RE: optimizing buffers, encode/decode

Aanchal Agrawal <Aanchal.Agrawal@xxxxxxxxxxx> · Mon, 3 Nov 2014 07:52:55 +0000

Hi All,

I have used 'Vtune profiler' to profile 4k random write for hotspots, locks-and-waits and hotspots by thread concurrency.

Thought of sharing the results with you guys if it can be of any help.
But attachments are nearly of 1MB and mail-server seems to reject it.
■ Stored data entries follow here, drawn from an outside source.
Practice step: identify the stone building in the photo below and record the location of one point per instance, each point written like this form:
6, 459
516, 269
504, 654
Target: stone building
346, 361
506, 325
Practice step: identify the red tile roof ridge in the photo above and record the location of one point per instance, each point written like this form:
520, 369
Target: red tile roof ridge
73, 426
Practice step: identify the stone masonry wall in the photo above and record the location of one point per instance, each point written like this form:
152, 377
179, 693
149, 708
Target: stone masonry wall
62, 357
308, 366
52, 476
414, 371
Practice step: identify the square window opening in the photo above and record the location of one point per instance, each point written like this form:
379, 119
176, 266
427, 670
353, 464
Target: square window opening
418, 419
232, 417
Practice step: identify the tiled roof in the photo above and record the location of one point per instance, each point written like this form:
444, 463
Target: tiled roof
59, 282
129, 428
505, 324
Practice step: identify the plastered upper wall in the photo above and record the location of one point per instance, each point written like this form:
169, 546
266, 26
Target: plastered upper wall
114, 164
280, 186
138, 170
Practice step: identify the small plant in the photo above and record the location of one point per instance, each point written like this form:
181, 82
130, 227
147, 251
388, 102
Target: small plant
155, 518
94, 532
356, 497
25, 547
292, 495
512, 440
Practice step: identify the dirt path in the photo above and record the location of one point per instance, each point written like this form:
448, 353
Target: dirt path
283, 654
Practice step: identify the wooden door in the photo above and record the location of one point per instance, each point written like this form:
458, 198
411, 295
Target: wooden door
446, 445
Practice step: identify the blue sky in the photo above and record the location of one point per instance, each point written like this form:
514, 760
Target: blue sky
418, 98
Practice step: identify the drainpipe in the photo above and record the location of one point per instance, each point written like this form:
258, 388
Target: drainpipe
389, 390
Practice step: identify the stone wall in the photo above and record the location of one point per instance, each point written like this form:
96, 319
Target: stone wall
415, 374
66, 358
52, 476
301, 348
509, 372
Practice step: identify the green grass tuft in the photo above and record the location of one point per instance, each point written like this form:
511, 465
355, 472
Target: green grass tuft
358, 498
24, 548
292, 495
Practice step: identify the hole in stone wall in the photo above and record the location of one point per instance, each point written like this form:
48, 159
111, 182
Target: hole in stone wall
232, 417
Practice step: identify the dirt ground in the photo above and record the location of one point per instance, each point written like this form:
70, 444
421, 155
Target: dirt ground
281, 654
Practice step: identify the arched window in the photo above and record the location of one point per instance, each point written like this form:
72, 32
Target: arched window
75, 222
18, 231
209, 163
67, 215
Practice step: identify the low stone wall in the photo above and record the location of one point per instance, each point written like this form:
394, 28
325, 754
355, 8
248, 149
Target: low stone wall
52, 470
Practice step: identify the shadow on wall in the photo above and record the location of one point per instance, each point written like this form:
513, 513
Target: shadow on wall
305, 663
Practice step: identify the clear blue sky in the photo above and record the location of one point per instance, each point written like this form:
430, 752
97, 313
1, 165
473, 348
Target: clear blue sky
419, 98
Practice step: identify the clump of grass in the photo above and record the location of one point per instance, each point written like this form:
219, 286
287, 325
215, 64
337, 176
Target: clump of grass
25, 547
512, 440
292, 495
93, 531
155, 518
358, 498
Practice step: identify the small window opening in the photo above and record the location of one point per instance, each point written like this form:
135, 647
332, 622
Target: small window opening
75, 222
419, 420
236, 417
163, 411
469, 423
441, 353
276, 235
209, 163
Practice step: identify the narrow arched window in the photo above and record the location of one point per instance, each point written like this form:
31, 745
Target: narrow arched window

Can anyone tell me how can I share these vtune results?

Thanks,
Aanchal

-----Original Message-----
From: ceph-devel-owner@xxxxxxxxxxxxxxx [mailto:ceph-devel-owner@xxxxxxxxxxxxxxx] On Behalf Of Sage Weil
Sent: Wednesday, October 29, 2014 10:47 PM
To: ceph-devel@xxxxxxxxxxxxxxx
Subject: optimizing buffers, encode/decode

We talked a bit about improving the performance encode/decode yesterday at CDS:

        http://pad.ceph.com/p/hammer-buffer_encoding

I think the main takeaways were:

1- We need some up to date profiling information to see

  - how much of it is buffer-related functions (e.g., append)
  - which data types are slowest or most frequently encoded (or otherwise
    show up in the profile)

2- For now we should probably focus on the efficiency of the encode/decode paths.  Possibilities include

  - making more things inline
  - improving the past path

3- Matt and the linuxbox folks have been playing with some general optimizations for the buffer::list class.  These include combining some of the function of ptr and raw so that, for the common single-reference case, we chain the raw pointers together directly from list using the boost intrusive list type, and fall back to the current list -> ptr -> raw strategy when there are additional refs.

For #2, one simple thought would be to cache a pointer and remaining bytes or end pointer into the append_buffer directly in list so that we avoid the duplicate asserts and size checks in the common append (encode) path.
Then a

  ::encode(myu64, bl);

would inline into something pretty quick, like

  remaining -= 8;
  if (remainining < 0) { // take slow path

  } else {
     *ptr = myu64;
     ptr += 8;
  }

Not sure if an end pointer would let us cut out the 2 arithmetic ops or not.  Or if it even matters on modern pipelining processors.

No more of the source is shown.